# 10 Gallon "Patricia" Setup



## Guest (Feb 1, 2006)

Hi guys! 

This is my first attempt at making a dart frog enclosure. Comments/suggestions are greatly appreciated! 

(10 gallon setup. Cork bark and "Great Stuff" background. Aquarium gravel, coco fiber, and sheet moss on bottom. Polished river rock surrounding shallow pond.)


----------



## PAULSCHUMANN (Apr 20, 2005)

Looks pretty sweet to me. Is that live moss or dried? If it is dried moss it will turn brown after a month or two, but it's inexpensive and can be replaced.
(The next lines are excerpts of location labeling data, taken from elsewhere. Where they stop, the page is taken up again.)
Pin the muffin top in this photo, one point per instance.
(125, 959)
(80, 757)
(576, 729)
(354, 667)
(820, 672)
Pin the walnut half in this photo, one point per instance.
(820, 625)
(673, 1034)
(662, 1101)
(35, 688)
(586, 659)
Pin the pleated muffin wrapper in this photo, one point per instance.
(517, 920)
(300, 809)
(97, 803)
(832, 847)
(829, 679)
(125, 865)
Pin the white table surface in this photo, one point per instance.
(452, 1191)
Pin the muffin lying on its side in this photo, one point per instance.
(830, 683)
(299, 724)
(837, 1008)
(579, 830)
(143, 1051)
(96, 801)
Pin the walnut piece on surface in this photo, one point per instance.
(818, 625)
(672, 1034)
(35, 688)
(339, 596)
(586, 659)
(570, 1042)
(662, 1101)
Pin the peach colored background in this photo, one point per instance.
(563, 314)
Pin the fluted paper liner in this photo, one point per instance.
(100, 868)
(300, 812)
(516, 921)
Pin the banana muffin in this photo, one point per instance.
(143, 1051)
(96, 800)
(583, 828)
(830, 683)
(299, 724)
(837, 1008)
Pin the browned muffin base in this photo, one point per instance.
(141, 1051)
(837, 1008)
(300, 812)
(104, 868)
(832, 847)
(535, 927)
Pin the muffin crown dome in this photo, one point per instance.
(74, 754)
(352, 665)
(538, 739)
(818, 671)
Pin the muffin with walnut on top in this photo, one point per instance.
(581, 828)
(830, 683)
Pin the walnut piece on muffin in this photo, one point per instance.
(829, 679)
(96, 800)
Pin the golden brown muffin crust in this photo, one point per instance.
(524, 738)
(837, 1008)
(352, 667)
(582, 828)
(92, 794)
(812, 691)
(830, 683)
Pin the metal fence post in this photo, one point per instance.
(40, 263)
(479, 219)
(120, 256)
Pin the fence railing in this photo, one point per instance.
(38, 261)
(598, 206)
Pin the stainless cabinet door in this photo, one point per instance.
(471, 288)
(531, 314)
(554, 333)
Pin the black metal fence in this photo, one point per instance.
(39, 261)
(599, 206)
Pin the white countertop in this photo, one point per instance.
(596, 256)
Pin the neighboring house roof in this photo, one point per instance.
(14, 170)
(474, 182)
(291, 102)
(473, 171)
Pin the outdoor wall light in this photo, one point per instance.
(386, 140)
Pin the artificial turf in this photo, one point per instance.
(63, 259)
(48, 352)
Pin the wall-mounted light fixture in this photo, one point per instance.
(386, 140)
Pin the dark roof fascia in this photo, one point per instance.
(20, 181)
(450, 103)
Some of thos plants may get too big or may not be able to handle the high moisture of the viv. but you'll figure out what works for you soon enough.

Good job.


----------



## dmartin72 (Oct 27, 2004)

I think it looks great, but would look better if you used some smaller plants to give an illusion of a bigger tank.


----------



## Nuggular (Apr 8, 2005)

Very nice. I like it. I would say add some smaller plants simply to get a bit of ground cover. I really like all the moss and the water feature is very nice! Good job, how bout a pic of the inhabitants.


----------



## Guest (Feb 1, 2006)

Thanks for the comments, guys!  What are some good smaller plants to put into a 10 gallon? I still have 2 more tanks to do (leucomelas and azureus), so tips are appreciated! 

Here's a pic of one of the inhabitants of the tank. (Taken before the new enclosure was done.)

(Oh, and the moss is dried. Yuck, I know. Lol. I can't wait to get live moss.) :wink:


----------